C’est ainsi que beaucoup de femmes qualifiées renoncent à travailler dans le numérique alors qu’on aurait besoin qu’elles soient plus présentes. Dans le secteur du numérique en effet, 33 % des emplois sont occupés par des femmes, et 16 % seulement quand il s’agit de métiers techniques comme celui de développeur, selon les chiffres de Syntec Numérique, un syndicat de l’écosystème numérique français.

Alors qu’elle est un secteur d’avenir qui accompagne nos changements de mode de vie, voire les devance en orientant notre vision du monde, la tech accuse un retard abyssal dans le domaine de la parité hommes-femmes.

L’humour peut parfois être questionné, les femmes étant facilement accusées de manquer d’humour quand elles se sentent en fait maltraitées.

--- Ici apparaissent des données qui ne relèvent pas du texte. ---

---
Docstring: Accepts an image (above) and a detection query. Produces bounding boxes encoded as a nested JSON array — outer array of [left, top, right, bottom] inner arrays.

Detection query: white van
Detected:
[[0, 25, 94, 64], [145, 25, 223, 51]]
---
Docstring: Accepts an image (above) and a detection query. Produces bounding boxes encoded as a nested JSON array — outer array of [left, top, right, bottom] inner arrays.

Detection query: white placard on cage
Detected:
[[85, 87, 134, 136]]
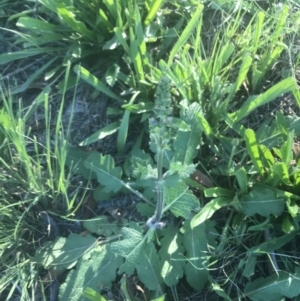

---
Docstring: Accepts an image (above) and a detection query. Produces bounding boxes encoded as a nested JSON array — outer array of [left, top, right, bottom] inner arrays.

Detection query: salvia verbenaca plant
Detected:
[[147, 77, 174, 228], [35, 77, 216, 301]]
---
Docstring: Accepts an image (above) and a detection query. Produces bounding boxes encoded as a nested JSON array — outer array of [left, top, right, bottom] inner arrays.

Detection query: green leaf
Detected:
[[57, 4, 97, 42], [83, 215, 128, 237], [183, 220, 209, 291], [84, 152, 124, 192], [158, 227, 185, 287], [111, 228, 145, 275], [244, 268, 300, 301], [16, 17, 58, 34], [191, 197, 232, 228], [229, 77, 296, 123], [173, 103, 202, 165], [66, 147, 96, 179], [144, 0, 163, 26], [241, 185, 285, 217], [244, 129, 265, 176], [163, 183, 199, 219], [34, 233, 96, 269], [0, 47, 62, 65], [204, 187, 234, 198], [243, 252, 257, 279], [59, 245, 123, 301], [168, 3, 204, 66], [211, 283, 232, 301], [82, 287, 107, 301], [111, 228, 162, 290], [272, 162, 293, 186], [11, 58, 57, 94], [235, 167, 248, 194], [105, 64, 120, 87], [74, 65, 124, 103], [79, 121, 121, 146]]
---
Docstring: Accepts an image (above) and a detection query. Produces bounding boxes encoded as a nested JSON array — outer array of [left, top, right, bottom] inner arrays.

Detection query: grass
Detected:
[[0, 0, 300, 300]]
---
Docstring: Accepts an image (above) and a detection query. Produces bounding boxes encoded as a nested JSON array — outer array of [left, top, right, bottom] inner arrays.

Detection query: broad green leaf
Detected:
[[191, 197, 232, 228], [241, 185, 285, 217], [59, 245, 123, 301], [122, 102, 153, 114], [0, 47, 63, 65], [83, 215, 128, 237], [57, 4, 97, 42], [163, 183, 199, 219], [82, 287, 107, 301], [228, 77, 296, 123], [16, 17, 58, 34], [144, 0, 163, 26], [168, 3, 204, 66], [111, 228, 162, 290], [183, 220, 209, 291], [244, 129, 265, 176], [251, 230, 298, 254], [73, 65, 124, 103], [158, 227, 185, 287], [84, 152, 124, 192], [11, 58, 57, 94], [248, 217, 272, 232], [204, 187, 234, 198], [111, 228, 145, 275], [79, 121, 121, 146], [34, 233, 96, 269], [244, 267, 300, 301], [272, 162, 293, 186]]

 Que disent les femmes ? : elles commencent à parler de leurs expériences et comprennent que c’est un combat à partager y compris avec les hommes. Le mouvement #metoo a débloqué la parole des femmes.

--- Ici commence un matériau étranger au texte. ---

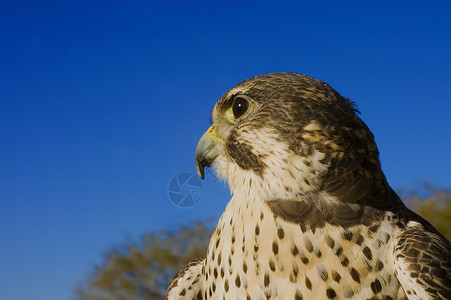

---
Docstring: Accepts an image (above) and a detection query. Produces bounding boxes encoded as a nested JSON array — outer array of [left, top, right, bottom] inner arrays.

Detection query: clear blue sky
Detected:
[[0, 1, 451, 300]]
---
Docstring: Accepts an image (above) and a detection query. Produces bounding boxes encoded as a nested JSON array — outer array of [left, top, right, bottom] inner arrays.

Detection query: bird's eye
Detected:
[[232, 97, 249, 119]]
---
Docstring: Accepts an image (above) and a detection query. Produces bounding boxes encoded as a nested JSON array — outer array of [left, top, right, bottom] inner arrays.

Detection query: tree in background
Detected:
[[404, 185, 451, 241], [75, 186, 451, 300], [75, 220, 212, 300]]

 Que disent les hommes ? Le plus souvent ils méconnaissent le problème car ils n’ont pas conscience du fonctionnement social au sein d’une société patriarcale. Sinon, ils disent que c’est eux qui ont été sollicités, aguichés. Comme tous les privilégiés ils ont tendance à ignorer que les avantages qu’ils ont sont naturels ? Qu’ils vont de soi.

 Que font les féministes ? Elles dénoncent systématiquement les différences de traitement dus au genre : différences de salaires, de postes, de traitement par la justice. Elles informent chacun, en particulier en utilisant Twitter, de toutes les anomalies qu’elles constatent et soutiennent les initiatives. Par exemple, elles relèvent systématiquement dans les journaux le nombre de femmes tuées par leur compagnon. Elles le font connaître. Les associations de lutte pour aider les femmes battues, pour aider les femmes à parler, pour les accompagner quand elles ont le courage de porter plainte. Elles sont présentes dans les émissions de télévision pour informer.

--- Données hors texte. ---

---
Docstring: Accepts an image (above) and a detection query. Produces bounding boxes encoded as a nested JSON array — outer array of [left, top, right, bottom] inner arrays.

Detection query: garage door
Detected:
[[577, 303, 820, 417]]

Ce qui manque c’est une formation de tous, en plus des enseignants et des travailleurs sociaux pour améliorer les relations . C’est une charte pour promouvoir l’égalité et cesser de favoriser la soumission à la loi du plus fort.

Agnès Le Guernic .

[1] Lire l’article de Yves Raibaud, géographe, le 25/03/2014 sur CNRS Le journal : Une ville faite pour les garçons. Lire aussi « Le sexe de la ville » publié par Les Nouvelles News, hors série.

[2] Lire l’article écrit par Isabelle Germain le 19 février 2019 sur Les Nouvelles News.